Он показывал фотографии, снятые на Красной площади на Параде Победы, в честь 60-летия, куда он был приглашён. Всё это было. Но помочь ему вернуться в отчий дом никто не смог.
И тогда солдат с последней надеждой полетел в Страсбург. Он не верил в благополучный исход, словно в воду глядел, и не хотел ехать. Но народ просил: «Дед, ты же бросался на амбразуру в сорок третьем, считай, что ты снова должен это сделать!» И он поехал. Он взял с собой кучу документов: справки, копии писем, отписки, газетные статьи, так сказать, летопись своих страданий.
«Шёл снег. Ступеньки, ведущие к крыльцу Совета Европы, были скользкими и опасными для 88-летнего старика с тростью, — напишут потом журналисты, — а дряхлый старый солдат войны, после которой прошла целая человеческая жизнь, снова шел в бой за свой народ. За пятнадцать минут с высокой трибуны он сумел передать чаяния народа и его горькую судьбу, а также выразить надежду на справедливость». Его услышали. Ему аплодировали. Но помочь... не смогли.
Из последнего своего боя старый солдат Великой Отечественной войны всё-таки вышел победителем. Он вернулся в родное село, но не в отчий дом, а на кладбище. Его похоронили на родовом кладбище в Чермене (Базоркино) 13 апреля 2007 года.
Он сегодня там, где есть Правда. Проиграли те, кто уже не сможет никогда помочь старику-ветерану восстановить справедливость, кто будет чувствовать угрызения совести, если она, конечно, есть, за собственное малодушие и трусость, чувствовать позор перед непререкаемым благородством этого человека, прожившего жизнь достойно, с честью вынесшего испытания и оставившего в наследие врагам ничтожное презрение.
В боевом листе солдата написано кратко: «Арсамаков Саадула Баадулович (1918-2007) — уроженец с.

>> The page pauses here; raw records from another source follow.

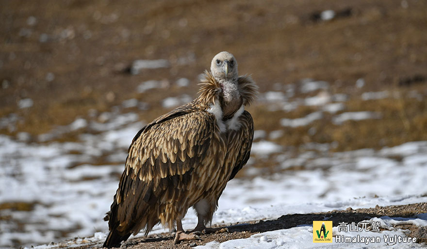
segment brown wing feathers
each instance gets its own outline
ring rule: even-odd
[[[211,73],[205,74],[197,99],[154,120],[133,138],[105,218],[111,232],[104,247],[119,247],[131,233],[145,229],[147,234],[159,222],[171,228],[202,198],[213,202],[207,217],[212,218],[227,182],[247,162],[252,117],[245,111],[239,118],[241,128],[222,134],[215,116],[206,111],[221,86]],[[250,77],[238,82],[243,104],[248,106],[258,87]]]

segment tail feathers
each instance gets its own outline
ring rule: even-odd
[[[128,233],[124,236],[122,236],[119,234],[117,231],[115,230],[110,231],[102,247],[106,247],[107,248],[120,247],[121,242],[128,239],[128,238],[131,236],[131,234]]]

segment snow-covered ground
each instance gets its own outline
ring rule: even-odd
[[[163,87],[162,84],[147,81],[139,87],[141,91],[149,91],[159,86]],[[324,91],[328,86],[324,81],[307,79],[302,82],[299,91],[304,93]],[[318,106],[320,110],[298,119],[282,119],[277,124],[278,129],[309,125],[322,118],[325,112],[334,114],[344,109],[343,102],[347,98],[345,94],[329,95],[321,92],[305,99],[291,99],[296,91],[295,86],[277,86],[275,92],[260,94],[260,101],[271,104],[271,109],[289,111],[298,105],[307,105]],[[365,98],[371,99],[388,95],[369,93],[365,95]],[[189,97],[169,98],[162,105],[171,108],[188,101]],[[148,108],[147,104],[135,99],[124,101],[122,106],[122,110]],[[121,111],[116,109],[101,113],[98,117],[99,123],[77,119],[69,125],[40,135],[39,143],[28,143],[29,135],[23,133],[18,133],[16,138],[0,135],[0,204],[25,203],[30,207],[29,211],[0,210],[0,217],[4,218],[0,218],[0,248],[9,248],[16,241],[28,246],[65,238],[92,236],[96,233],[91,241],[105,239],[108,228],[102,218],[109,210],[117,188],[117,175],[123,171],[128,147],[144,125],[135,113]],[[339,124],[349,120],[380,118],[380,113],[344,112],[335,115],[332,120]],[[13,120],[8,118],[0,120],[0,124],[13,125],[18,117]],[[75,142],[49,142],[66,132],[81,129],[90,132],[82,133]],[[427,202],[427,141],[408,142],[378,151],[365,149],[341,153],[329,152],[333,144],[307,143],[303,146],[305,152],[295,155],[268,140],[283,133],[279,129],[270,132],[267,137],[265,131],[256,131],[254,157],[245,166],[247,177],[235,179],[228,184],[219,199],[213,224],[227,225],[275,218],[288,214]],[[274,169],[272,174],[256,167],[257,160],[266,158],[274,164],[269,169]],[[390,228],[386,222],[389,218],[380,219],[384,228]],[[419,219],[427,218],[423,216]],[[192,229],[197,221],[190,209],[183,220],[184,229]],[[335,227],[334,233],[336,229]],[[204,248],[324,246],[313,244],[310,238],[312,230],[312,227],[307,224],[247,239],[221,244],[213,242]],[[152,233],[165,231],[157,226]],[[384,231],[381,236],[403,236],[404,233]],[[302,246],[296,244],[301,241]],[[367,246],[385,244],[370,245]],[[401,248],[398,245],[396,247]]]
[[[106,222],[102,218],[117,187],[115,174],[120,173],[123,166],[87,162],[101,156],[112,162],[124,161],[126,148],[142,125],[136,122],[113,131],[82,136],[79,142],[27,144],[0,136],[0,202],[33,204],[30,211],[5,209],[0,212],[1,216],[11,218],[0,223],[1,247],[7,247],[15,239],[24,246],[58,241],[62,232],[72,231],[67,236],[73,237],[106,231]],[[427,193],[427,141],[378,151],[364,149],[328,155],[313,150],[296,157],[280,152],[280,146],[265,141],[255,143],[253,150],[254,155],[275,157],[277,167],[284,171],[268,177],[230,181],[220,199],[214,223],[227,225],[349,206],[427,202],[427,197],[423,197]],[[285,170],[298,165],[306,169]],[[250,164],[246,167],[248,173],[262,174],[263,169]],[[192,210],[183,223],[188,229],[195,226],[197,219]],[[260,240],[258,235],[246,239],[267,243],[273,239],[268,238],[275,236],[280,239],[296,234],[303,237],[303,232],[309,233],[310,229],[301,227],[268,232],[265,241]],[[153,233],[163,231],[159,226]],[[227,245],[234,245],[229,243],[220,247],[214,243],[207,246],[228,248]]]

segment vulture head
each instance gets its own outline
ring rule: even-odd
[[[212,59],[211,72],[217,80],[237,78],[237,61],[232,54],[221,52]]]

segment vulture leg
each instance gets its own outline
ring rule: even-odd
[[[206,227],[205,226],[205,219],[203,218],[203,216],[201,215],[197,214],[197,225],[193,230],[192,233],[194,232],[203,232],[203,231],[206,229]],[[203,232],[204,233],[204,232]]]
[[[192,240],[193,239],[200,239],[200,237],[194,233],[187,234],[184,232],[182,228],[182,223],[181,219],[177,219],[177,233],[175,234],[175,238],[174,241],[175,244],[178,244],[183,240]]]

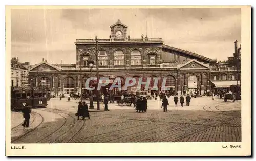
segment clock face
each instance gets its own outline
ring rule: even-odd
[[[117,37],[120,37],[121,36],[122,36],[122,32],[120,31],[117,31],[117,32],[116,32],[116,36]]]

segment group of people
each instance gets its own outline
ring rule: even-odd
[[[86,102],[81,101],[78,102],[78,109],[76,116],[77,116],[77,120],[80,120],[80,117],[82,117],[82,120],[84,120],[85,118],[88,118],[90,119],[89,111],[88,110],[88,106],[86,104]]]
[[[177,107],[177,104],[178,103],[178,102],[179,101],[179,98],[177,95],[175,95],[174,97],[174,101],[175,104],[175,107]],[[184,103],[184,97],[182,95],[180,95],[180,106],[181,107],[183,107],[183,103]],[[187,94],[187,96],[186,97],[186,102],[187,103],[187,106],[189,106],[190,105],[190,102],[191,101],[191,96],[189,96],[189,94]]]
[[[31,110],[30,108],[28,107],[28,104],[26,103],[25,104],[25,107],[22,110],[23,113],[23,118],[24,119],[24,122],[22,124],[24,127],[29,127],[29,119],[30,119],[30,113],[31,112]]]

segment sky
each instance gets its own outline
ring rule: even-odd
[[[108,39],[117,19],[130,38],[146,31],[149,38],[218,61],[232,56],[241,39],[240,9],[15,9],[11,17],[11,56],[33,65],[42,58],[75,63],[76,39]]]

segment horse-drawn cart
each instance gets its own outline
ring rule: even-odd
[[[118,99],[116,102],[118,104],[119,106],[124,106],[124,105],[126,105],[127,106],[131,106],[132,105],[132,99],[131,99],[131,95],[129,94],[124,94],[123,96],[124,96],[124,99],[123,100],[121,100],[121,96],[120,98]]]

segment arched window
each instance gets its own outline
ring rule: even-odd
[[[114,56],[114,65],[124,65],[124,55],[123,54],[123,51],[122,50],[118,50],[115,51]]]
[[[151,53],[148,54],[150,65],[156,65],[156,56],[157,55],[155,53]]]
[[[64,79],[64,94],[74,93],[75,81],[72,77],[68,77]]]
[[[86,88],[86,81],[88,79],[88,77],[87,76],[84,76],[82,77],[82,88]],[[91,82],[91,81],[90,81]]]
[[[154,85],[155,84],[155,80],[154,79],[154,78],[156,78],[156,77],[156,77],[156,76],[150,76],[150,85],[149,85],[149,87],[150,88],[152,88],[152,87],[154,87]],[[160,80],[158,80],[158,83],[159,83],[159,82],[160,81]],[[157,86],[158,86],[158,85],[157,85]]]
[[[75,87],[75,81],[72,77],[68,77],[64,79],[64,88],[71,88]]]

Базоркино Пригородного района Чечено-Ингушетии. Старшина, командир минометной роты 82 м/м 174-го Краснознаменного горно-стрелкового полка 20-й горно-стрелковой дивизии. Имеет боевые ордена и медали. Дважды был представлен к званию Героя Советского Союза». Для справедливости стоит добавить: дважды объявленного погибшим и дважды изгнанного из отчего дома.